This talk was part of the series of events on the theme ‘Borderlands: collage into painting’ organised by Painting Research at Wimbledon. Ian Monroe approached the subject of collage by considering edges: the places where one thing end and the next begins.
He illustrated the difficulty of determining this by considering where we might think we end: is our body our boundary? or would we include our job, our family, our friends, memories or images of us …? An argument could be made for the inclusion of all or any of these in our identity. He talked about collage as a situation where the edges of things butt up against each other, or leave an imprint on each other, but don’t actually merge. In fact objects may resist each other at the edge.
He linked this resistance with the sense of unease that humans feel when they see animals combined: the mythic chimera or the creations of Photoshop – most horrifically a shark/horse hybrid which I find quite scary. Monroe would argue, I think, that it is precisely this which makes us think more about the nature of difference and what it means when it is eroded or consumed. There is a similar unease created by the merger of humans with machines or technology, although new generations of e.g. prosthetic limbs offer super-human powers.
He used the infinity pool as an example of another kind of edge: ‘tantalisingly real yet ungraspable’. The fantastic idea of infinity can only be maintained if we do not approach the edge, which will inevitably turn out to be disappointingly prosaic.
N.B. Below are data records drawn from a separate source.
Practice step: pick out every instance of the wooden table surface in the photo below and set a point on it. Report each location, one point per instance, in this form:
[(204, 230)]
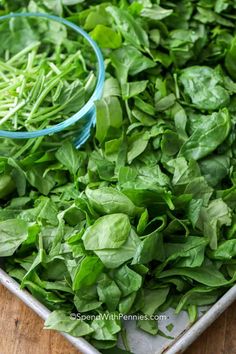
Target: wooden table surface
[(21, 332)]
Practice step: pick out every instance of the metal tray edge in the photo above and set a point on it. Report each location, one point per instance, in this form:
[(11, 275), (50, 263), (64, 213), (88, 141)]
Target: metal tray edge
[(79, 343), (180, 344)]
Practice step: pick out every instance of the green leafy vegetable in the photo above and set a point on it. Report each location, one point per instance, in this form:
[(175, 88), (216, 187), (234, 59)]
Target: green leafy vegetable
[(143, 217)]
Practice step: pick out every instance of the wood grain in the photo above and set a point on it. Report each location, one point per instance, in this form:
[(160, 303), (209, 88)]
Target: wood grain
[(21, 332)]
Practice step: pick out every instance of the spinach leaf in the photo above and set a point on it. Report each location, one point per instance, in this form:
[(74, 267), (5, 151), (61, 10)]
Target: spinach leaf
[(109, 231)]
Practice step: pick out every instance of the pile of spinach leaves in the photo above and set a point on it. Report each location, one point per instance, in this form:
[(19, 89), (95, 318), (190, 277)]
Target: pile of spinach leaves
[(143, 218)]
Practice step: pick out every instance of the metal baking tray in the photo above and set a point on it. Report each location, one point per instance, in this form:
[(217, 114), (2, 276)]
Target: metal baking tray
[(182, 333)]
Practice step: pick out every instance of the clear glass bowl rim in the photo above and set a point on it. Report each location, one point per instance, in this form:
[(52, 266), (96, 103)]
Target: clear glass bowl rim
[(90, 103)]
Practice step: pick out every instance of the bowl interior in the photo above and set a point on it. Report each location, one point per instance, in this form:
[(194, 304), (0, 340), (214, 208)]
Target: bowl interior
[(49, 71)]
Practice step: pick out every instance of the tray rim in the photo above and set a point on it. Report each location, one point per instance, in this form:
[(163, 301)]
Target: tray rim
[(179, 345)]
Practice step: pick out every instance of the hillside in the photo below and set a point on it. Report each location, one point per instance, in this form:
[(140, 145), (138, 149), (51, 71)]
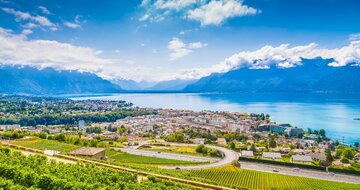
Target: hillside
[(311, 76), (28, 80)]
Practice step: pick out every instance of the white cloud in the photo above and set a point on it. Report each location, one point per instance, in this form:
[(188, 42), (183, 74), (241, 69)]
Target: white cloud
[(145, 17), (44, 10), (72, 24), (17, 50), (30, 25), (75, 24), (179, 49), (282, 56), (216, 12), (173, 4), (354, 37), (208, 12), (26, 32), (145, 3), (25, 16)]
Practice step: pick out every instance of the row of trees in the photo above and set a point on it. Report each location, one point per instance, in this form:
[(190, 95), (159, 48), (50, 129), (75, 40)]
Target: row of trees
[(56, 119), (18, 171), (209, 151)]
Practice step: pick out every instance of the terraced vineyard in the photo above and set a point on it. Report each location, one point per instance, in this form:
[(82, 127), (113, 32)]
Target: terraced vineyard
[(239, 178), (122, 157), (18, 171), (43, 144)]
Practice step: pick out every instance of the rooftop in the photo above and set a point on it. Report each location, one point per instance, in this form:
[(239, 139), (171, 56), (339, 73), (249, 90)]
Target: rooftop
[(87, 151)]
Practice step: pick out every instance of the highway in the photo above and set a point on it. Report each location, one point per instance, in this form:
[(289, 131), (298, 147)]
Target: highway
[(182, 157), (229, 157), (300, 172)]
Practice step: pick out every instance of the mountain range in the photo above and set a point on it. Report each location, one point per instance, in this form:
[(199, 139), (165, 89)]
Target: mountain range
[(29, 80), (311, 76)]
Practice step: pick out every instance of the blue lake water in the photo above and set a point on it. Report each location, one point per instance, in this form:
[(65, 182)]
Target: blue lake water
[(335, 113)]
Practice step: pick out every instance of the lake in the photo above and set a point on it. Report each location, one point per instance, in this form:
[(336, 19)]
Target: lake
[(335, 113)]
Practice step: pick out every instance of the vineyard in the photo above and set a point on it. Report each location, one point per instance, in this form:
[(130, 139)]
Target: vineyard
[(18, 171), (43, 144), (121, 157), (239, 178)]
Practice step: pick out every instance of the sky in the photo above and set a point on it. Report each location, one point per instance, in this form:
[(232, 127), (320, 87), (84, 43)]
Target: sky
[(157, 40)]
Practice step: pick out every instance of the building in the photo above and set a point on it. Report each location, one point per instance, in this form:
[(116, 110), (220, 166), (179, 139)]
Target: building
[(317, 156), (265, 127), (294, 131), (246, 153), (9, 127), (199, 141), (97, 153), (221, 141), (357, 156), (81, 124), (286, 129), (301, 158), (272, 155), (277, 129)]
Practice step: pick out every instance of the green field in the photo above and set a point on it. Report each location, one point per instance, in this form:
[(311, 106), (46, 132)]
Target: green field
[(121, 157), (43, 144), (113, 156), (240, 178), (188, 150), (20, 172)]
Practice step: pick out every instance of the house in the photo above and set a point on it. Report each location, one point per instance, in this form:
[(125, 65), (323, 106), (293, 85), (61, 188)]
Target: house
[(301, 158), (246, 153), (357, 157), (221, 141), (97, 153), (9, 127), (277, 129), (317, 156), (272, 155), (199, 141)]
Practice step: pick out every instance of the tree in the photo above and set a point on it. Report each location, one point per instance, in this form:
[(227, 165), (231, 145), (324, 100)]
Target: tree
[(124, 139), (60, 137), (329, 157), (349, 154), (199, 148), (253, 148), (272, 143), (232, 145), (356, 144), (292, 146), (42, 135), (322, 132), (176, 137)]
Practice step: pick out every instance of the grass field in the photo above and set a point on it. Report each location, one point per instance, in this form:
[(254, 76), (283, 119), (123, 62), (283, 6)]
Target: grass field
[(188, 150), (122, 157), (113, 156), (238, 178), (43, 144)]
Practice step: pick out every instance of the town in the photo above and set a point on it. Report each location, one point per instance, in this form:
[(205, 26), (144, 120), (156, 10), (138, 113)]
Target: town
[(118, 133)]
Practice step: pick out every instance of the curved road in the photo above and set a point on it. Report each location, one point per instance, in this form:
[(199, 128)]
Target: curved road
[(182, 157), (229, 157)]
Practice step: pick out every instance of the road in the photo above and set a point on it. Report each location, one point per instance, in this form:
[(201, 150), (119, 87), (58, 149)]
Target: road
[(229, 157), (300, 172), (173, 156)]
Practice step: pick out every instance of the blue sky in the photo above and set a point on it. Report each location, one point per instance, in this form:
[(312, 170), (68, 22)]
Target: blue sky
[(166, 39)]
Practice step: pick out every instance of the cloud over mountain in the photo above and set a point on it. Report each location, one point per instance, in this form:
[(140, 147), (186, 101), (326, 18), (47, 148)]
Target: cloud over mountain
[(179, 49), (283, 56)]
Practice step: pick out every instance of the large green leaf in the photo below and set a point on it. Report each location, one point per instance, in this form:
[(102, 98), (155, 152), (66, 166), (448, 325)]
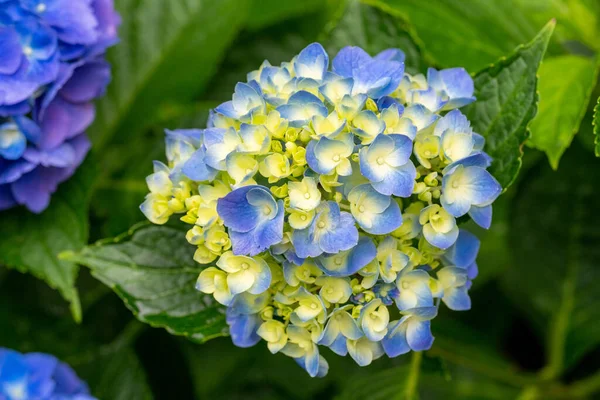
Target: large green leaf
[(30, 243), (554, 237), (374, 30), (506, 104), (116, 374), (577, 20), (101, 353), (469, 34), (168, 52), (153, 271), (267, 12), (565, 87)]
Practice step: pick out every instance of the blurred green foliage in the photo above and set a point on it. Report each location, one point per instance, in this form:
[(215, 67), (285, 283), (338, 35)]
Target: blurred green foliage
[(532, 332)]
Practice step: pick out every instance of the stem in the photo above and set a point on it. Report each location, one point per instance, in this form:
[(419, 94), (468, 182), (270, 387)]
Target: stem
[(560, 325), (412, 381)]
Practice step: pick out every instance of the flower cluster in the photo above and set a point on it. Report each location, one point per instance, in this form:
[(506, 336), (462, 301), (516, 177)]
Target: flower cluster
[(326, 201), (38, 376), (51, 68)]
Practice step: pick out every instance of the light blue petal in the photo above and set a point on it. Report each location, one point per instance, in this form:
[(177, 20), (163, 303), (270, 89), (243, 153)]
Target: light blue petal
[(196, 169), (458, 82), (472, 271), (304, 245), (344, 237), (263, 280), (362, 254), (403, 147), (378, 78), (391, 55), (339, 346), (388, 101), (247, 304), (475, 160), (420, 116), (330, 333), (312, 62), (311, 362), (464, 252), (348, 60), (399, 181), (455, 121), (386, 222), (12, 142), (418, 334), (422, 313), (270, 232), (355, 259), (479, 142), (395, 343), (457, 299), (438, 239), (237, 214), (482, 216), (331, 88)]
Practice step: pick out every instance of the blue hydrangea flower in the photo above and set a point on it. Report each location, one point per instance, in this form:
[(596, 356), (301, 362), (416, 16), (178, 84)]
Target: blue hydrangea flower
[(466, 186), (455, 84), (439, 227), (303, 191), (51, 69), (38, 376), (411, 332), (327, 156), (375, 76), (253, 217), (363, 351), (413, 290), (331, 231), (453, 282), (348, 262), (302, 107), (376, 213), (340, 326), (246, 100), (387, 165)]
While the opposite of the resistant edge is camouflage: ‘a response to the notion of difference in its most literal form’, here illustrated by the pacific spotted scorpion fish. Either way, it’s the edges that are the most active part of the object or image.
This thought resonated with me because it links to my thinking about ways of using imagery to create backgrounds for some of my ink drawings: although I am still working on the methods, what is more tricky to negotiate is the edge.